FREEMASONRY Etc. (MIRAMON NUEVO's blog)

A Masonic website of the Freemasons, by a Freemason, for the Freemasons whithersoever dispersed. "Sit Lux et Lux Fuit."

Archive for April 4, 2008

George Washington, America’s Most Famous Freemason


 BROTHER WASHINGTON was born at Bridges Creek, Westmoreland County, Virginia on February 22, 1732, of the present calendar, but February 11, 1731 on his birth record. At age sixteen he became a surveyor on the estate of Lord Fairfax, then joined the army and later was on the staff of General Braddock. 

Delegate to the First and Second Continental Congresses,  he was unanimously chosen in 1775 as Commander-in-Chief of the Colonial Army and his Yorktown campaign ended the war on October 19, 1781, with the surrender of Lord Cornwallis and the British Army. 

Washington presided at the Federal Convention in Philadelphia on May, 1787 for the framing of the Constitution and was elected President. In 1792 he was re-elected but refused a third term. He returned to his Mount Vernon estate as a farmer, his true ambition. 

The Oath of office as President of the United States was administered on April 30, 1789 at New York City to General Washington, by Brother Robert R. Livingston, Chancellor of the State of New York, and who also was the Grand Master of Masons.

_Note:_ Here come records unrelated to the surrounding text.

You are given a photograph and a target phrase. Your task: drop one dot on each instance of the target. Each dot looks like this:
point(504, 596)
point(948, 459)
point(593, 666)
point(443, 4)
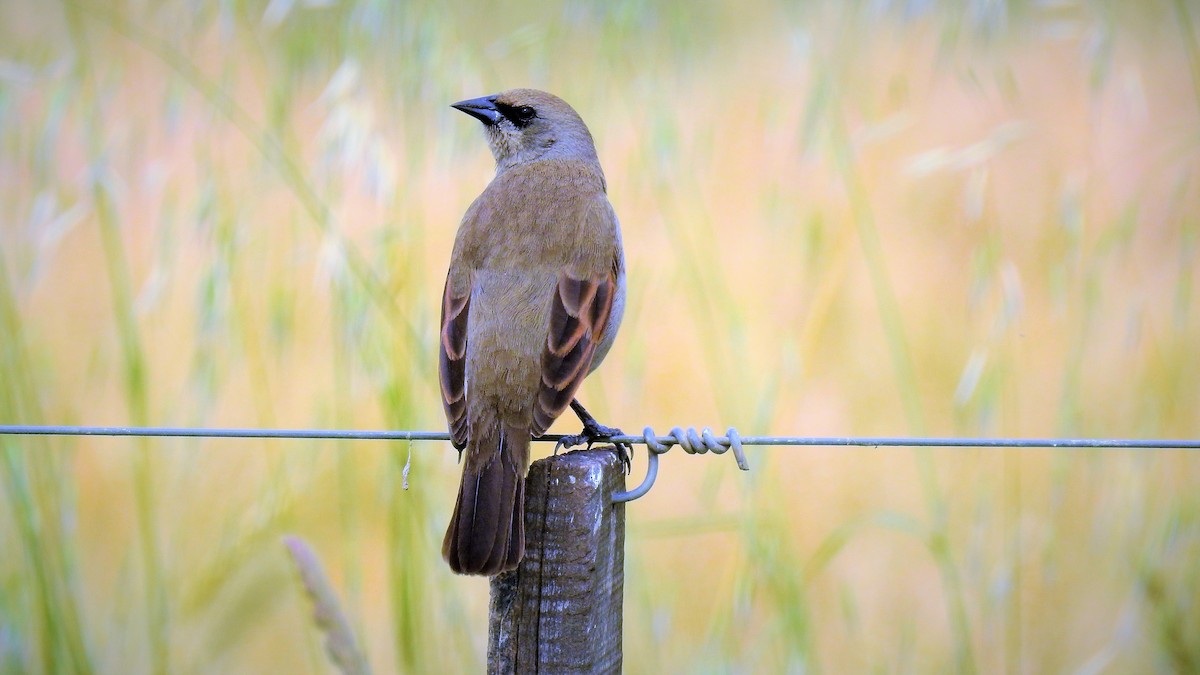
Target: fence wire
point(384, 435)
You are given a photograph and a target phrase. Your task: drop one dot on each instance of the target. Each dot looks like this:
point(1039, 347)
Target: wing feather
point(453, 362)
point(579, 314)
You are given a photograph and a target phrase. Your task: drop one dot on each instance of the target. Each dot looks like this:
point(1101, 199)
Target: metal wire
point(691, 441)
point(831, 441)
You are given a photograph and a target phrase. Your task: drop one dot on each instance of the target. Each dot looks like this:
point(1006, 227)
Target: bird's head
point(523, 125)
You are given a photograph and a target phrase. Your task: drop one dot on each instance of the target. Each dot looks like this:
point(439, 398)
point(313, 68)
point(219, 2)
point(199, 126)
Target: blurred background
point(871, 217)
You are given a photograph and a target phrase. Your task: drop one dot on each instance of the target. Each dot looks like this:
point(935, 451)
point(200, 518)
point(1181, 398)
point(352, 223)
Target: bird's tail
point(486, 532)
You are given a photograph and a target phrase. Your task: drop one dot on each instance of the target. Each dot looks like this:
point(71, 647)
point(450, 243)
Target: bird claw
point(594, 432)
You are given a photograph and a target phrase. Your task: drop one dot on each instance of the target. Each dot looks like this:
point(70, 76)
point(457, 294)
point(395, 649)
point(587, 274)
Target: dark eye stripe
point(520, 115)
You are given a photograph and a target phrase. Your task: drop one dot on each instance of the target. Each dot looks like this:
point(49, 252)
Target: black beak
point(483, 108)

The name of Washington occupies a prominent place in Masonic biography, not solely because of the services he provided for the Institution, either as a worker or writer, but because of his connection with the Craft which is a source of pride to every American Freemason, at least, who can thus call the “Father of his Country” a Brother.

Washington was initiated, in 1752, in the Lodge at Fredicksburg, Virginia, and the records of that Lodge, still in existence, present the following entries on the subject. 

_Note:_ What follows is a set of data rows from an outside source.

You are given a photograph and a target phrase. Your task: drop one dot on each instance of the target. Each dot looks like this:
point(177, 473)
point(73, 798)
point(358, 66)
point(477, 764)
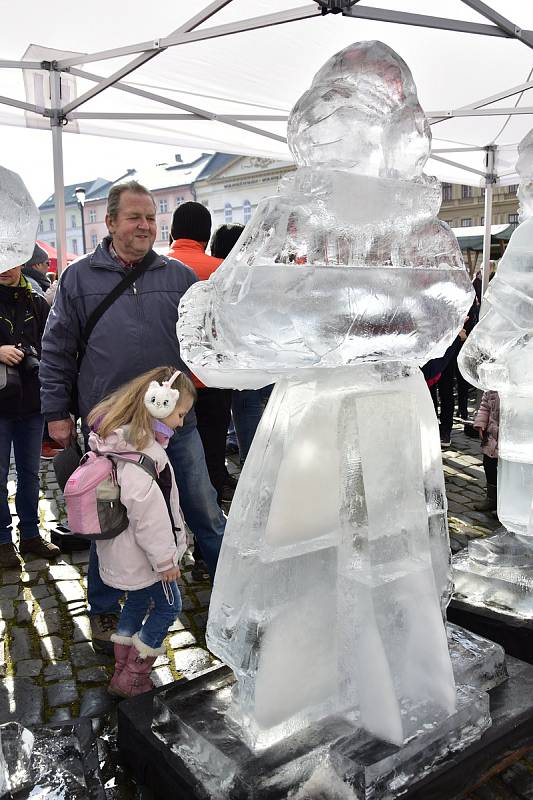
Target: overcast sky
point(29, 152)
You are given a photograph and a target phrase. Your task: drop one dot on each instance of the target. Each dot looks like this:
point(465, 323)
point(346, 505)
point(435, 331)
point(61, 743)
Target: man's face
point(134, 228)
point(11, 277)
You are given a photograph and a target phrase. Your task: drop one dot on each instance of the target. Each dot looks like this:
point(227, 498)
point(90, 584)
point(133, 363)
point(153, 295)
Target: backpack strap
point(139, 459)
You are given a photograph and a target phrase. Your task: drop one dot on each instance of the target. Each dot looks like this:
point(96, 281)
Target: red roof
point(52, 255)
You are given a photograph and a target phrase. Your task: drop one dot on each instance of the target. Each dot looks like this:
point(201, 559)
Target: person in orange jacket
point(190, 233)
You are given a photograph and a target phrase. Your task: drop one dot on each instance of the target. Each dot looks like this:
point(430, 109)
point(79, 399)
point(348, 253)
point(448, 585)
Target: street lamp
point(79, 191)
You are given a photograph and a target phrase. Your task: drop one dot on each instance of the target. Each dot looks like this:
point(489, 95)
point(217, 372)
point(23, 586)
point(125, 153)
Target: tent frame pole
point(56, 123)
point(490, 180)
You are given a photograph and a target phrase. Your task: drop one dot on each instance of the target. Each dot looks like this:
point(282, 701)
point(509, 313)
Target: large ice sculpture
point(334, 572)
point(18, 221)
point(498, 355)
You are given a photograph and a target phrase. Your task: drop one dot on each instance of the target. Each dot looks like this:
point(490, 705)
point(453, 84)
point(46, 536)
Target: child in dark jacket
point(487, 423)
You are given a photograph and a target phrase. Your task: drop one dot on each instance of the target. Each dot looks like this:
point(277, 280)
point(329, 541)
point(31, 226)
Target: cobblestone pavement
point(51, 672)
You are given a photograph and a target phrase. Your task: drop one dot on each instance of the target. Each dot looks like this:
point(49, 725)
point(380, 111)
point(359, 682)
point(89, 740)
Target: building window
point(446, 191)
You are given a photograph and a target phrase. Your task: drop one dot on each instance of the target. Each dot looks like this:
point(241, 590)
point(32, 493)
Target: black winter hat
point(39, 256)
point(191, 221)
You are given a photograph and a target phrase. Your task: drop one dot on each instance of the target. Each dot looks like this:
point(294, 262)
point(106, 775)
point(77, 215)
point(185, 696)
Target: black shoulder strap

The first entry is thus:   “Nov. 4th 1752.  This evening Mr. George Washington was initiated as an Entered Apprentice.” The receipt of the entrance fee, amounting to £23s., was acknowledged. 

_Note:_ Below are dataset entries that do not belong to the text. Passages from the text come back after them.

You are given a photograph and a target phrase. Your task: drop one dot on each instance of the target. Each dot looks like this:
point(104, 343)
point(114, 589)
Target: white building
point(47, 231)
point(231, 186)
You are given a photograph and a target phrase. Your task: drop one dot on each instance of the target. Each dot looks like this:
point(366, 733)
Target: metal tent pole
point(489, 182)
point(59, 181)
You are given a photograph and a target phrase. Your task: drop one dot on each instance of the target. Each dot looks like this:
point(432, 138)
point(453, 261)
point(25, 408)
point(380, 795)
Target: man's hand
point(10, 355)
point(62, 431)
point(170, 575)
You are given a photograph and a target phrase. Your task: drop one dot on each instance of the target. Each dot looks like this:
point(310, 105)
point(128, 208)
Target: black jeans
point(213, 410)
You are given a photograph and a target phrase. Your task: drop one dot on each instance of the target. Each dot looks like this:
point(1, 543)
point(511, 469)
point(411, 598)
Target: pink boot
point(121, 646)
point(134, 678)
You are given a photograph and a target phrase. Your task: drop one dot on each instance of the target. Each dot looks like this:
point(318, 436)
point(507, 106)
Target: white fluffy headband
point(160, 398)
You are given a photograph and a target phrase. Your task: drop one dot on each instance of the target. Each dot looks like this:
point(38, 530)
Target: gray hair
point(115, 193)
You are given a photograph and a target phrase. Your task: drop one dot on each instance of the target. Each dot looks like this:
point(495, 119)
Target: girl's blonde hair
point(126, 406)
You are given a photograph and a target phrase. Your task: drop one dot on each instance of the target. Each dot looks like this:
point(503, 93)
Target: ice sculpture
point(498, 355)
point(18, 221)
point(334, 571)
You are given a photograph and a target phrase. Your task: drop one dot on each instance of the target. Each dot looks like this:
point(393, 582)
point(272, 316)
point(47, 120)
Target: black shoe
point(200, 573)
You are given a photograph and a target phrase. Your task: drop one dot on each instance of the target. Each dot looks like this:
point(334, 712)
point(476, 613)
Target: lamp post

On March 3rd of the following year, “Mr. George Washington” is recorded as “having been passed a Fellow Craft,” and on August 4, same year, 1753, the record of the transactions of the evening state that “Mr. George Washington,” and others whose names are mentioned, “have been raised to the Sublime Degree of Master Mason.” 

After the Revolutionary War, there was a strong movement to unite the nation’s Freemasons under a national Grand Lodge of the United States, and Washington was offered the position of national Grand Master which he refused.

We next hear of Washington’s official connection in the year 1788. 

Lodge No. 39, at Alexandria, which had hitherto been working under the Grand Lodge of Pennsylvania, in 1788 transferred its allegiance to Virginia.  On May 29 in that year the Lodge adopted the following resolution: 

“The Lodge proceeded to the appointment of Master and Deputy Master to be recommended to the Grand Lodge of Virginia, when George Washington, Esq., was unanimously chosen Master;  Robert McCrea, Deputy Master;  Wm. Hunter, Jr., Senior Warden; John Allison, Junior Warden. And the Charter or Warrant under which the Lodge is still working is granted to Washington as Master.”

When the new Capitol City that would eventually bear his name was designed under his watchful eye, Freemasons laid a cornerstone of the new Capitol building in 1793, over which Washington presided in full Masonic regalia.

On December 14, 1799, he died at Mt. Vernon, Fairfax County in Virginia, about 15 miles from Washington, District of Columbia.